Annual sales of new battery-electric vehicles (BEVs) in Australia broke through the 100,000-unit barrier for the first time in 2025, prompting automotive lobby groups to warn against axing buyer incentives.
BEV sales grew 13.1 per cent from 91,29 in 2024 to 103,270 in 2025.
The new record means the powertrain technology’s share of the total new-vehicle market reached 8.3 per cent, up slightly from 7.4 per cent in 2024 in a static sales market.
It came despite market leader Tesla’s sales dipping 24.8 per cent as Model 3 sedan sales collapsed, and in the first year of the NVES CO2 reduction scheme that’s designed to gradually strangle ICE and encourage the transition to EVs.
But the symbolic breaking of the 100k barrier also comes as the federal government commences a statutory investigation into the future of the Electric Car Discount.
A road user charge for EVs and PHEVs to replace revenue lost from the petrol excise is also potentially on the federal government’s agenda.
The key component of the Electric Car Discount is a Fringe Benefits Tax (FBT) exemption that can save thousands of dollars on an EV priced below the Luxury Car Tax (LCT) purchased via novated lease.
The exemption has reportedly aided the purchase of almost 100,000 vehicles since its introduction in July 2022, including PHEVs, which were eligible until April 1, 2025.
However, Treasury estimates the policy will cost $23.4 billion in lost revenues if it continues out to the middle of the next decade.
In a statement accompanying yesterday’s release of annual sales figures, Federal Chamber of Automotive Industries chief executive Tony Weber counselled against the removal of incentives.



“The NVES has provided policy certainty and has led to an increased availability of EVs in Australia. However, it has had little discernible effect on EV demand,” he said.
“Countries such as Germany, the Netherlands, New Zealand and the United States have seen sharp declines in EV sales when incentives were reduced or removed.
“In Australia, remaining support mechanisms such as Fringe Benefits Tax concessions are currently under review. Any policy changes must recognise the clear relationship between incentives and consumer demand, not just vehicle supply.”

Rohan Martin, the chief executive of the National Automotive Leasing and Salary Packaging Association (NALSPA) also backed the extension of the FBT exemption.
“Without the tax incentive on electric cars, tens of thousands fewer EVs would be on Australian roads today,” he said.
“The Climate Change Authority advises that half of all new cars sold between now and 2035 must be electric to hit even the lower end of Australia’s emissions target.
“This requires an enormous scale-up that cannot happen without continued policy support.
“Australia simply cannot sell the number of EVs it needs to and reduce vehicle emissions without the sustained support of the FBT exemption and other complimentary measures.”

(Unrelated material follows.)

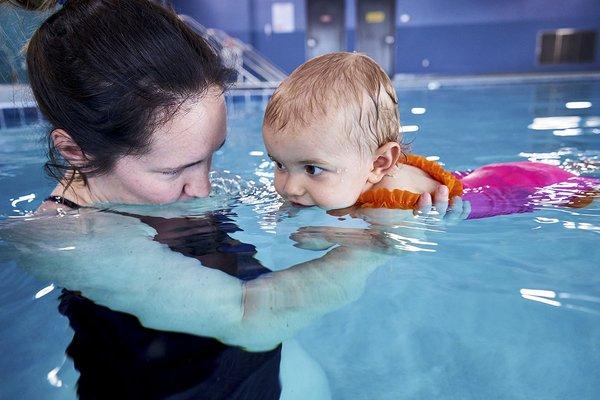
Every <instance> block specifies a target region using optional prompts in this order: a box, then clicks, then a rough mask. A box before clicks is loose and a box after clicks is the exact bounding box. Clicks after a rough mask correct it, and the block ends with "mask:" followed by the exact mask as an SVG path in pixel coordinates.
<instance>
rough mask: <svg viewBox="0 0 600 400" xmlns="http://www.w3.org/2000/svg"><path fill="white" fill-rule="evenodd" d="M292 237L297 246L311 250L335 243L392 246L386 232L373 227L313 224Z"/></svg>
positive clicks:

The Electric Car Discount policy review will be led by the Australian Centre for Evaluation, which is located within the Commonwealth Treasury, with the Department of Climate Change, Energy, the Environment and Water also contributing.
Written submissions can be made until February 6 here. Findings are expected by mid-2027.
“The take up of electric vehicles over the past few years has exceeded expectations and that’s been good for drivers, good for business and good for the climate,” Federal Treasurer Jim Chalmers said.
“The electric car discount has made EVs cheaper to support early adoption and the next step is to review the policy as we committed to do when we legislated it.
“This is all about supporting Australians to make the switch to more efficient vehicles and ensuring we have the right settings in place for the transport sector over the long term.”